The first point of call is to ask for a for a copy of the relevant NHS review/appeal rules immediately to ensure you do not miss any deadlines and you can get a better indication of where you are going.
Once you get into the appeal process, irrespective of where you are, essentially you have a three stage appeal process which is.
1. Local resolution- The first stage involves a local resolution process by a PCT panel review. This can be commenced by writing to the chief executive of the PCT. Sometimes the PCT will refer the case to another PCT nearby in order to prevent bias happening. If this works, all well and good. If not….you may move to the next stage..
2. Independent review panel– This stage is to appeal to the Strategic Heath Authority’s independent review panel (IRP). The appeal must be done on the basis that the procedure used to reach the decision was wrong or that the Decision Support tool was not applied correctly. If the NHS review maintains the original decision, you can ask for the case to be referred to NHS England’s independent review panel (IRP). You can also apply directly to the IRP if the local resolution stage is taking too long. However, the IRP process is also characterised by long delays and you should be prepared for a long wait. To be clear, The IRP has an advisory role and can only offer guidance on the validity of the NHS decision and Whether the NHS correctly applied the national framework criteria. Nevertheless, NHS CCGs should accept IRP decisions in all but exceptional cases.
3. Ombudsman -The final stage of the appeal is the Health Service Ombudsman. An Ombudsman is able to investigate a complaint and/or ask the PCT to review the case again.
It is important to recognise that the dispute resolution process can only address whether the national framework and guidance (including the completed continuing care decision support tool) has been applied correctly in each case. Concerns about the type of care, or the location of the care package, are addressed by a separate process.
To help maximise your chances of getting a good result, during the assessment and the appeals process, consider the following:
- Ask the PCT to ensure you are given the opportunity to see the full Decision.
- Complete a Decision Tool in order to compare their assessment and that of a professional.
- Have a journal of the patient’s day to day life over a long term period. E.g up to a month. This c can be shown to an assessor or to an appeals board in order to see problems that are experienced consistently over a period of time. The assessor when he or she is doing the assessment will only have a snapshot picked up in the hour or so of the assessment.
- Request medical records from various bodies involved in the care of the person e.g. the hospital or the GP.
- Ensure that all relevant reports have been obtained from specialists and are accurate.
- Make sure you deal with any time-deadlines for reassessments/other deadlines. In March 2012 the Department of Health announced some changes to timescales for appealing NHS Continuing Care decisions.
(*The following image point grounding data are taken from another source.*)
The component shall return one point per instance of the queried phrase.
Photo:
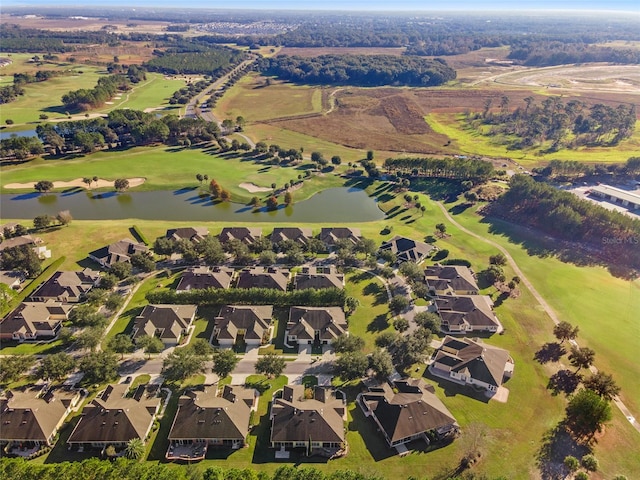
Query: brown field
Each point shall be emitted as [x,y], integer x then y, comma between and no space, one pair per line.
[317,51]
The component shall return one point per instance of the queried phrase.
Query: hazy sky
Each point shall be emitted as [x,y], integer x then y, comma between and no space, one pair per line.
[389,5]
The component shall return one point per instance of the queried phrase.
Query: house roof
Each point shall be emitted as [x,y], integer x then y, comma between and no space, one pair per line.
[408,409]
[450,277]
[64,285]
[480,361]
[33,415]
[298,235]
[30,317]
[276,278]
[317,278]
[244,234]
[473,310]
[119,251]
[407,249]
[331,235]
[296,419]
[253,319]
[112,417]
[303,322]
[199,278]
[168,320]
[193,234]
[203,414]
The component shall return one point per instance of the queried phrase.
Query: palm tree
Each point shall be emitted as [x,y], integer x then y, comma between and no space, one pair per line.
[135,449]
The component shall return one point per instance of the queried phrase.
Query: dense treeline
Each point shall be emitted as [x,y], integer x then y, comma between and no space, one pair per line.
[572,124]
[566,216]
[252,296]
[541,53]
[363,70]
[107,87]
[212,61]
[453,168]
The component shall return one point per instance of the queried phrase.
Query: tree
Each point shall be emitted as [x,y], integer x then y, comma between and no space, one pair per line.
[99,367]
[121,184]
[42,221]
[64,217]
[12,366]
[149,344]
[181,364]
[121,344]
[603,384]
[581,357]
[135,449]
[352,365]
[381,363]
[398,303]
[586,413]
[224,361]
[43,186]
[572,463]
[565,331]
[90,337]
[56,366]
[347,343]
[271,365]
[429,320]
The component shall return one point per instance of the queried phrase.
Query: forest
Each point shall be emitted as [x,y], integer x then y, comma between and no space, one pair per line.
[566,125]
[452,168]
[360,70]
[615,236]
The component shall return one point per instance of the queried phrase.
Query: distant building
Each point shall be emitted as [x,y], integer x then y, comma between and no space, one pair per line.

Since 1 April 2012 people have 6 months from the date of a decision to begin an appeal with the PCT concerned. The PCT will then have 3 months to conduct the review. The person will then have 6 months to begin an appeal with the SHA. The SHA will then have 3 months to conduct the review.
- Keep the information orderly. A neat file, with telephone attendance notes, care notes, reports split will make your chances of success much more possible
- Try to be detached as much as possible .It is difficult, but being mentally strong and positive you have a greater chance of success.
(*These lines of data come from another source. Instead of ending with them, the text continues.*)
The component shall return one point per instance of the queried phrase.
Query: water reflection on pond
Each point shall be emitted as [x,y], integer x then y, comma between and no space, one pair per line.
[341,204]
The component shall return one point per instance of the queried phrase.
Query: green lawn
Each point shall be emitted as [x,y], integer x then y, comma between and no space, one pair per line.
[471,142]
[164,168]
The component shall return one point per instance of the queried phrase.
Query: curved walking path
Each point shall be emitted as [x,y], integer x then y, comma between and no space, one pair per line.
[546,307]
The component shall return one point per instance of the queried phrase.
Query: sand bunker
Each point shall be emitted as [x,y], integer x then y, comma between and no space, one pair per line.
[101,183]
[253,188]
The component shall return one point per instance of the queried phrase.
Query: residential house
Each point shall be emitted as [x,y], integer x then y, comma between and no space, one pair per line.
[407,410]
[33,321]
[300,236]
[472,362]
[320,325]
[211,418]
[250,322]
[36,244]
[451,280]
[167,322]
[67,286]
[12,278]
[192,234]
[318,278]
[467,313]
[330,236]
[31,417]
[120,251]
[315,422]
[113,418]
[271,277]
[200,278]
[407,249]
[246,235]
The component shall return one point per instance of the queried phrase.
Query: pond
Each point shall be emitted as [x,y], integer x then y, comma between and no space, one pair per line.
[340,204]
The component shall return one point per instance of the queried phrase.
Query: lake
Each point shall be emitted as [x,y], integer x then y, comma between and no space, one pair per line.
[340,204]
- Finally, maintain the faith. It is a difficult and timely process but people who hang in there can succeed. The well documented case of Coughlan changed the law. The ruling made it that it was the responsibility of the health service to look after someone with severe medical problems. No savings and assets came into the equation in seeing who picks up the bill..
Justin Patten is principal at Human Law and is a solicitor and a mediator on elderly client issues.